Este livro é um romance dividido em três partes, a primeira com a sua chegada na
paroquia, a segunda é quando se depara com a condessa onde ele tenta converter a mulher e por
fim na terceira parte trata-se da morte deste pároco. Mas além de enfrentar sua debilidade de
saúde a ponto de se alimentar somente de pão e vinho, as vezes com açúcar, mostra que mesmo
com a sua fraqueza e a descrença de seu povo é possível confiar na graça de Deus. Como ele
afirma no final de seu romance tudo é graça. Ele na obra descreve a paroquia na qual foi
confiado e assim ele descreve:
“Minha paróquia é uma paróquia como todas as outras. Todas as paróquias se parecem.

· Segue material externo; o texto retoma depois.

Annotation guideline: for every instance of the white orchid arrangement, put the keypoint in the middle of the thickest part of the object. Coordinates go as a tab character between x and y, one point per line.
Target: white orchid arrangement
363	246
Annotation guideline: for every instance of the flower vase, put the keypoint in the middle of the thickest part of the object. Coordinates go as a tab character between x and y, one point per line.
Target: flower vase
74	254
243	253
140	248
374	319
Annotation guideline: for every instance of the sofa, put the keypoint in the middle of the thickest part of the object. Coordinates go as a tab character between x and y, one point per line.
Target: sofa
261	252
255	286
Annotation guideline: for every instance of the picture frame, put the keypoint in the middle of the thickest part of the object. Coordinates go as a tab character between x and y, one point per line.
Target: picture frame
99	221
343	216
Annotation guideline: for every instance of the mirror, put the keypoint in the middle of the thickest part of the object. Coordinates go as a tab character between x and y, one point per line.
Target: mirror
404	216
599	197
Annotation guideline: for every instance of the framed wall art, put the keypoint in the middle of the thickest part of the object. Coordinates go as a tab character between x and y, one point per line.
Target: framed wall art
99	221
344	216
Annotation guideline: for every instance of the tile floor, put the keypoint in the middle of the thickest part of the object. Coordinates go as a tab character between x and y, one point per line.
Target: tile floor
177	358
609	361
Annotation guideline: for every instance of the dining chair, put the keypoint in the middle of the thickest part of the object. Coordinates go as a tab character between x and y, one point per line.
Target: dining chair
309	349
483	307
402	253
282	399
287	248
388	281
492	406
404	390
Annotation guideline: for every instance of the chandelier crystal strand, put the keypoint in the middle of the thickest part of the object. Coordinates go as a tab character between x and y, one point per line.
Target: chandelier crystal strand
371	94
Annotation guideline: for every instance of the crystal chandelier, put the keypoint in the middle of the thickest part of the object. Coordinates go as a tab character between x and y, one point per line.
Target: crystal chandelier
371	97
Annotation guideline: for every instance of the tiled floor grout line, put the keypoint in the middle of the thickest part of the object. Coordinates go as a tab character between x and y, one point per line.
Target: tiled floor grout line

As paróquias de hoje, naturalmente. Eu dizia ontem ao pároco de Norenfontes: o bem e o mal
devem ficar em equilíbrio nelas, só que o centro da gravidade está lá embaixo, bem lá embaixo.
Ou se preferir, os dois se sobrepõem nelas sem se misturar como dois líquidos de densidades
diferentes. O padre riu na minha cara. Ele é um bom sacerdote, muito benevolente, muito
paternal, e que no arcebispado passa até por incréu, um pouco perigoso. Suas tiradas fazem a
alegria das casas paroquiais, e ele as reforça com um olhar que ele gostaria que fosse vivo, e
que acho tão gasto e cansado que sinto vontade de chorar.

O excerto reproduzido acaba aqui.